The short answer: no, you're not crazy, and yes, you're acting like a fool. She's got no intention of being with just you. You should ditch her while you still can.

Btw, how can you even wonder about this? It's so obvious your gf is after anything that walks, and her boss is doing her regularly.

She's not even hiding it partially well. 

_Posted via Mobile Device_


----------



## workindad (May 7, 2011)

OP- you have everything you need to make an informed decision. She sounds like the office and party wh0re.

If you are looking for a relationship where you share your CHSH with every stiff d!ck she can find.... then you are heading in the right direction. 

Assuming this is not what you want, time to cut it off at the knees with CHSH and to be thankful that she wasn't in your life doing this crap for the last 27 years.


----------



## straightshooter (Dec 27, 2015)

I do not like to cal anyone A FOOL, but you have more than enough red flags and proof you convince you that you are in an open marriage or relationship that you did not sign up for.

Until you get out of the naive and denial stage it is senseless to offer any advice or action.

She is cheating on you big time. You can take that to the bank.

Now the question is what's do you want to do about it??

Play ostrich and keep your head in the sand???

Or play hardball.


----------



## GusPolinski (Jan 21, 2014)

In that you're falling for all of her bullsh*t and haven't dumped her yet, yes, you're a fool.
_Posted via Mobile Device_


----------



## G.J. (Nov 4, 2014)

Read your post and type a reply to it as though you were giving your son advice

Then act on what you typed...urgently


----------



## Marc878 (Aug 26, 2015)

You're in deep denial. Wake up


----------



## TDSC60 (Dec 8, 2011)

She was cheating, she is cheating, she will continue to cheat.

You have no future with this woman unless you are willing to share her with any guy she meets.


----------



## Rubix Cubed (Feb 21, 2016)

workindad said:


> OP- you have everything you need to make an informed decision. She sounds like the office and party wh0re.
> 
> If you are looking for a relationship where you share your CHSH with every stiff d!ck she can find.... then you are heading in the right direction.
> 
> Assuming this is not what you want, time to cut it off at the knees with CHSH and to be thankful that she wasn't in your life doing this crap for the last 27 years.


^This^
Run away as fast as you can.


----------



## Be smart (Feb 22, 2015)

Look at those answers my friend. They are short and all of them are the same.

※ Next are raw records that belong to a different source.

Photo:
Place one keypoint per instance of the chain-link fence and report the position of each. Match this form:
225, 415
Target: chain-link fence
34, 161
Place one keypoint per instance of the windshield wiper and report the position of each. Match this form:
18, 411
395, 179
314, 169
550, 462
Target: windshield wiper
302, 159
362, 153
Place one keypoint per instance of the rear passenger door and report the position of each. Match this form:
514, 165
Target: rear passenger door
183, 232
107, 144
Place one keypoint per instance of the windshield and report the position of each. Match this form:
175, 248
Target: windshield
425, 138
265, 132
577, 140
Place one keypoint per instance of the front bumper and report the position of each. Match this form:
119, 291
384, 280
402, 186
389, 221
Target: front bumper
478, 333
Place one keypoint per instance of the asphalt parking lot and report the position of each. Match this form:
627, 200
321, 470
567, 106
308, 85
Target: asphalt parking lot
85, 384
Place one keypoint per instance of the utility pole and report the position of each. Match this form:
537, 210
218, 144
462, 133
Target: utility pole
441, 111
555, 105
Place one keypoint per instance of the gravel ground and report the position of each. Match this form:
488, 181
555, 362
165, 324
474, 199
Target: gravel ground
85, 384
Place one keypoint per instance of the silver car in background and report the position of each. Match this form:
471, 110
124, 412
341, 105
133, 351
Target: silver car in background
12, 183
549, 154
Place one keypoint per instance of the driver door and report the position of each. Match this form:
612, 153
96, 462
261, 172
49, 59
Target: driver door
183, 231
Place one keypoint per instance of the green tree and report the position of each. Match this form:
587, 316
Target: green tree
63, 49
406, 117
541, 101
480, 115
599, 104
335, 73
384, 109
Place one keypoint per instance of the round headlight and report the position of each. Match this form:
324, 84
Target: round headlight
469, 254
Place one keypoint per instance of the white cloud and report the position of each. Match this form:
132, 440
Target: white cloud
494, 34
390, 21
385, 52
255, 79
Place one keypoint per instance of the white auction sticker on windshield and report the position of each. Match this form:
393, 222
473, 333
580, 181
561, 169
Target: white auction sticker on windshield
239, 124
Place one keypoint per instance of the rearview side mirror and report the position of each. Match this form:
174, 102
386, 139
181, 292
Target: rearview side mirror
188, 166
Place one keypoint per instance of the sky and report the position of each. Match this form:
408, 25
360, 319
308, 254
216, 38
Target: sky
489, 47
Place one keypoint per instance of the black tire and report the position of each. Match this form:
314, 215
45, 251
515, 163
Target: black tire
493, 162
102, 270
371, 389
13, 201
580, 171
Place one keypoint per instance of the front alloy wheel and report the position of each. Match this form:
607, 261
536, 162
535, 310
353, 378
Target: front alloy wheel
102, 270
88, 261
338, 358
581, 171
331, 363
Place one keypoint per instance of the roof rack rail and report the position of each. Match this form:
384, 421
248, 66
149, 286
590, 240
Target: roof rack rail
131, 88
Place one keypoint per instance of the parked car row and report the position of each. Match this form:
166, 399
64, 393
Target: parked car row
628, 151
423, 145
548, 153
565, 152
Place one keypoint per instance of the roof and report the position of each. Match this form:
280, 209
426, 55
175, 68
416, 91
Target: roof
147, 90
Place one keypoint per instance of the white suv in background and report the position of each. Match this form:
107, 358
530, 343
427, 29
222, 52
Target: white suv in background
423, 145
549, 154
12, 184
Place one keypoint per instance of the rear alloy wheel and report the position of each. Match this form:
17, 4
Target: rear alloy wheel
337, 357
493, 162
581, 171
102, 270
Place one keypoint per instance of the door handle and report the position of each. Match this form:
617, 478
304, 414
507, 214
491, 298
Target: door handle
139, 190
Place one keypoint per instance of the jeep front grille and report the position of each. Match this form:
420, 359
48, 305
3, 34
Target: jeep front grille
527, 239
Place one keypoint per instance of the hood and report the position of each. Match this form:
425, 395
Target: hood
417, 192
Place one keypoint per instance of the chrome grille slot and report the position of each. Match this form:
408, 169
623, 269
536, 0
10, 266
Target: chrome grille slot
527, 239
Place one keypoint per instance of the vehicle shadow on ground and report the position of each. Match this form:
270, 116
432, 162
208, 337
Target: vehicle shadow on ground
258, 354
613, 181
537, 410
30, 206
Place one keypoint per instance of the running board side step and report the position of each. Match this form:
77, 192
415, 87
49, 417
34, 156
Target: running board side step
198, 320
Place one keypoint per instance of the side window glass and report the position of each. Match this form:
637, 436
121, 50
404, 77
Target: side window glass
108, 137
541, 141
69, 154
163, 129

Time for you to move on and find yourself another,better woman. 

This one is serial cheater and she will never stop.


----------



## straightshooter (Dec 27, 2015)

You got the unanimous advice.

So what's it going to be?????

Fight or flight????


----------



## rzmpf (Mar 11, 2016)

Sounds like she tried to find someone who foots some bills while she continues to live her single life.

That you stayed committed after that phone call is astonishing, even more with her bs excuse. Not even adressing the ocean of other red flags you encountered.

Read your post and ask yourself your question again or pretend a friend would tell you that story about his gf. What answer would you give him?


----------



## Marduk (Jul 16, 2010)

This can't be real. 

Right?
_Posted via Mobile Device_


----------